At that moment, he looked up. Their gazes met, and she felt the impact down to her toes. Yes, yes, rang in her thoughts. Her breath caught in her throat.
“Well, hello. Thought Steve was off on a trip.”
She grasped the cool metal railing. “He is. Steve’s a friend. He loaned me the apartment while I’m in town doing research.” Surely the man’s eyes were as dark as the midnight sky.
“Need help with your research?”
She released her grip on the railing. Better move on before she made a fool of herself by propositioning him. “I’ll let you know. Right now, I’m off to explore the town.”
“See you around.”
“I’m sure.” Allie backed into the sliding door. She rubbed her rear. Boy, she was rattled. She laughed and ducked inside. Chances were he was single, but did she want a short-term involvement with a stranger? The way her body pulsed and the trend of her thoughts shouted yes. Slow down.

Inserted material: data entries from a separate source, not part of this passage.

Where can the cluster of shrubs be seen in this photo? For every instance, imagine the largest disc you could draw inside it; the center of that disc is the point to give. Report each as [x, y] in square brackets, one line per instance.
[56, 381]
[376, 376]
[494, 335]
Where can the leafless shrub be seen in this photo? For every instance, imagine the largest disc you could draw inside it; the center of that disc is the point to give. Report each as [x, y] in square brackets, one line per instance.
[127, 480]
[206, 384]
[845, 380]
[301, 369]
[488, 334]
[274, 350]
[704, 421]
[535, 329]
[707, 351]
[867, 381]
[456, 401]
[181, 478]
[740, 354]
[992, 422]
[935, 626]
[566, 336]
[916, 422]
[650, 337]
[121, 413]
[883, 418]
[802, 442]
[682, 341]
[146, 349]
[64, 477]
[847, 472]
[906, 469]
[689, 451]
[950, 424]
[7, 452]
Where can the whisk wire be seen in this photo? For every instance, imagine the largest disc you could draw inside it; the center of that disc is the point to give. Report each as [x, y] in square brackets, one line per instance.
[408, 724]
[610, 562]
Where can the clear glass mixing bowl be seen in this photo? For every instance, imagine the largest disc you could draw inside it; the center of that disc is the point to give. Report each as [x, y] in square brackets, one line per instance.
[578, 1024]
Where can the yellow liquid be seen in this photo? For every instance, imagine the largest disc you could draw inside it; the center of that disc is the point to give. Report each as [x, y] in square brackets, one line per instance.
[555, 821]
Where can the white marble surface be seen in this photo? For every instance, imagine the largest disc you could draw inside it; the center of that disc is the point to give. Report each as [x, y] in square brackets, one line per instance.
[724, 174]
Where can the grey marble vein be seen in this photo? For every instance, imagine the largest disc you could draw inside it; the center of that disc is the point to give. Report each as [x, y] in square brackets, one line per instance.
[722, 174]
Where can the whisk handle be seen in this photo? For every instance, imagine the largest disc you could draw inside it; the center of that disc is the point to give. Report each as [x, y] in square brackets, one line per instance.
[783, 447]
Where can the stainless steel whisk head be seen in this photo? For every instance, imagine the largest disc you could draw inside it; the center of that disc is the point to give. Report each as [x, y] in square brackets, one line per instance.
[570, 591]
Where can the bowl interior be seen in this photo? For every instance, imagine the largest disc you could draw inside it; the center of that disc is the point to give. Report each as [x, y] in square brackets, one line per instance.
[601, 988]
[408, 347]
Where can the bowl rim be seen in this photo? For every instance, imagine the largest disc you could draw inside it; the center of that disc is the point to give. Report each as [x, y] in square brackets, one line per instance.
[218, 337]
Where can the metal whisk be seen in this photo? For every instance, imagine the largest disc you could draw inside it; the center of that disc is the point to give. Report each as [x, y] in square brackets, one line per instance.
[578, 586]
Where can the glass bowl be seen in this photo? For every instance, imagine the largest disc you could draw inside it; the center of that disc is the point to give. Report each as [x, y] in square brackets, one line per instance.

She slid her small bag over her shoulder, tucked the apartment key inside, and left. On the ground floor, she glanced at his apartment number. Maybe she could learn his name from the mailboxes. As she reached the front door, she made a face. The boxes were in a locked room, and she didn’t have a key. Just my luck.
She waved to the doorman as she passed and strode up the hill to Main Street. As she strolled along, the aroma of coffee drew her to a storefront where several tables stood on the wide sidewalk. She read the name on the door. The Coffee Mug.
When she entered, the scent of freshly baked bread united with the coffee and drew her to the counter. Sweet rolls, a variety of breads, assorted cookies, cakes and pies lined the showcase shelves. She ordered a coffee to go and promised herself she would stop on the way back to the apartment for some rye bread.
As she continued her exploration, she marveled at the variety of small shops selling books, antiques, dollhouses, and jewelry. Restaurants were interspersed with the stores. At each eatery, she paused to read the menus. Some were tempting. Maybe Five Cuisines wasn’t the only game in town.
Then a display window made her grin. The Peekaboo Boutique. She dropped the coffee cup in a trash container and pressed her nose against the display window. Mentally, she flipped a two-headed coin and won. Lingerie was her downfall, and many of the items in the window were sexy and unique. The bras and bikini bottoms appeared to have been hand-painted with flowers and butterflies. She opened the door. A bell tinkled.
A middle-aged woman pushed through a beaded curtain behind the counter. “Hi, I’m Peggy Lou. What would you like to see?”
Allie laughed. “Everything. Let’s start with those lace-up thigh highs and the matching teddy.”
The woman arched a brow. “You’ve great taste and the perfect body to wear them.”
“And I have the right dress.”
Before long, a half dozen sets were added to the stockings and teddy. Allie chuckled. “I’d better stop before I max my card. Don’t worry. I’ll be back.”